The Metropolitan Zoological Park and Museum District or ZMD is a cultural tax district in St. Louis City and St. Louis County, Missouri. The district has five subdistricts: the St. Louis Art Museum, St. Louis Zoo, St. Louis Science Center, Missouri History Museum, and Missouri Botanical Garden. Of these, all but the Botanical Gardens are located in or near Forest Park. The district collects property taxes from residents of the City of St. Louis (St. Louis City) and St. Louis County and distributes the funds to each subdistrict. Institutions within the subdistrict are public non-profits. Only the Missouri Botanical Gardens charges an admission fee. The other institutions are free to the public, whether or not they live in St. Louis City or County.

==History==
Beginning in 1907 and 1915 respectively, the St. Louis Art Museum and the St. Louis Zoo were both publicly funded by property taxes paid by residents of St. Louis City. Zoo chairman Howard Baer and his successor, Circuit Judge Thomas F. McGuire, worked with their supporters to secure the statute to establish the district. H.B. 23 authorized a 1971 vote in St. Louis City and County, in which voters approved the creation of the tax district to fund the Zoo and the Art Museum at a rate of 4 cents each for every $100 assessed. The Museum of Science and Natural History, a St. Louis County institution now operating as The Science Center in St. Louis City, had previously received no tax benefit. Voters approved it as a member of the district at a rate of 1 cent for every $100 assessed.

Earl Wipfler was selected as the first executive director of the district in 1972, and he guided the initial creation of the district's budgeting and accounting procedures. The Missouri Supreme Court approved them. Wipfler served as executive director until 1990.

Voters approved adding the Missouri Botanical Garden as the district's fourth subdistrict in 1983, and the Missouri History Museum in 1988.

Olney F. Otto served as the district's second executive director from 1990 until his death in 2001. Mr. J. Patrick Dougherty has served in the position since.

==Revenue==
From an initial annual revenue of $3.9 million in 1972, the district grew to $85 million in 2020. Around 85% of these funds come from the county, with the city providing about 15%. Though the tax rate is the same in both city and county, the disparity in property value and population accounts for the difference in money generated.

==Governing Board==
The eight-member governing board is composed of four appointments from St. Louis City, chosen by the mayor, and four from St. Louis County, chosen by the county executive. The terms last four years, and two positions open up on January 1 each year, one for the city and one for the county.

==Criticism==

Through the funds collected by the property tax, all five subdistricts operate without charging admission.
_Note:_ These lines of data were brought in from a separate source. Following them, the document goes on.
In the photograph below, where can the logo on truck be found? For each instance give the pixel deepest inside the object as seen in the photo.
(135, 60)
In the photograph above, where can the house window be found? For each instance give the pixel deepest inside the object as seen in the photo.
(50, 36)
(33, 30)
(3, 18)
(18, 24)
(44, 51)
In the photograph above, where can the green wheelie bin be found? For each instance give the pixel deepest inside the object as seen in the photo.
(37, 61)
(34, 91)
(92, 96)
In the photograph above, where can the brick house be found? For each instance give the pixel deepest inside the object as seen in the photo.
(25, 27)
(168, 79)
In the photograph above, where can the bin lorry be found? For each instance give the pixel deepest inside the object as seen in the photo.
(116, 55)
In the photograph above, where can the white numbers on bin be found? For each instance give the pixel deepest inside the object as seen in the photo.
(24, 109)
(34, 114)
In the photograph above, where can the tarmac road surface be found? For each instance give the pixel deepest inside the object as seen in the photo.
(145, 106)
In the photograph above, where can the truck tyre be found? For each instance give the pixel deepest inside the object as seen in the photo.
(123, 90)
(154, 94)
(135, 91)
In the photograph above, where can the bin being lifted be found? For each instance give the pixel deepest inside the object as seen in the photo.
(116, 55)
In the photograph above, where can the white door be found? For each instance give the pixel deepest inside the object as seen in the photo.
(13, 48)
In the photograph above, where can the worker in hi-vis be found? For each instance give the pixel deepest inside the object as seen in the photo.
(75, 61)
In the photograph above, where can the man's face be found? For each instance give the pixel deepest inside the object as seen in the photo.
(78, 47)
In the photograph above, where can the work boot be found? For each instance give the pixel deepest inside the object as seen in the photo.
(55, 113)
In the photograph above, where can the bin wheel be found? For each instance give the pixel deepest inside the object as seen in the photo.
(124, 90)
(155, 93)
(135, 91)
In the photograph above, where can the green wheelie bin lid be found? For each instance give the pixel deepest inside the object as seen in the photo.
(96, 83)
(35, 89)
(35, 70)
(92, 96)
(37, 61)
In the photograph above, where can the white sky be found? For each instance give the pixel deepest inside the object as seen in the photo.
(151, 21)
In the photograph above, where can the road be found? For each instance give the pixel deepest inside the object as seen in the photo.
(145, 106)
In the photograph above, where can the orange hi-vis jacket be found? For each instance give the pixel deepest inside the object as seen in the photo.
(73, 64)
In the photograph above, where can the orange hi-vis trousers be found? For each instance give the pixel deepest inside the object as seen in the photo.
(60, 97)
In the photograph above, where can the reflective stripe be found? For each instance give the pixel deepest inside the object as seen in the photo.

Some people have questioned whether tourists and residents of areas outside St. Louis City and St. Louis County should continue to be allowed free admission. Over the years proposals have been put forth to charge admission to nonresidents of the city or county. and that it might be just to charge them, as they contribute nothing to the regional attractions. The exception to this is the Missouri Botanical Garden, which charges admission to non-residents of St. Louis City and County at a higher rate than residents. Institutional and political efforts to persuade neighboring Jefferson, St. Charles and other counties to pass tax levies to join the district (and contribute to operations of the regional attractions) have not been successful. The issue of equity has come up intermittently throughout the district's history.

==Emulation==
The MZMD is one of the earliest, largest, and most successful cultural districts of its kind. Other cities have created similar programs and tax districts based on the St. Louis model.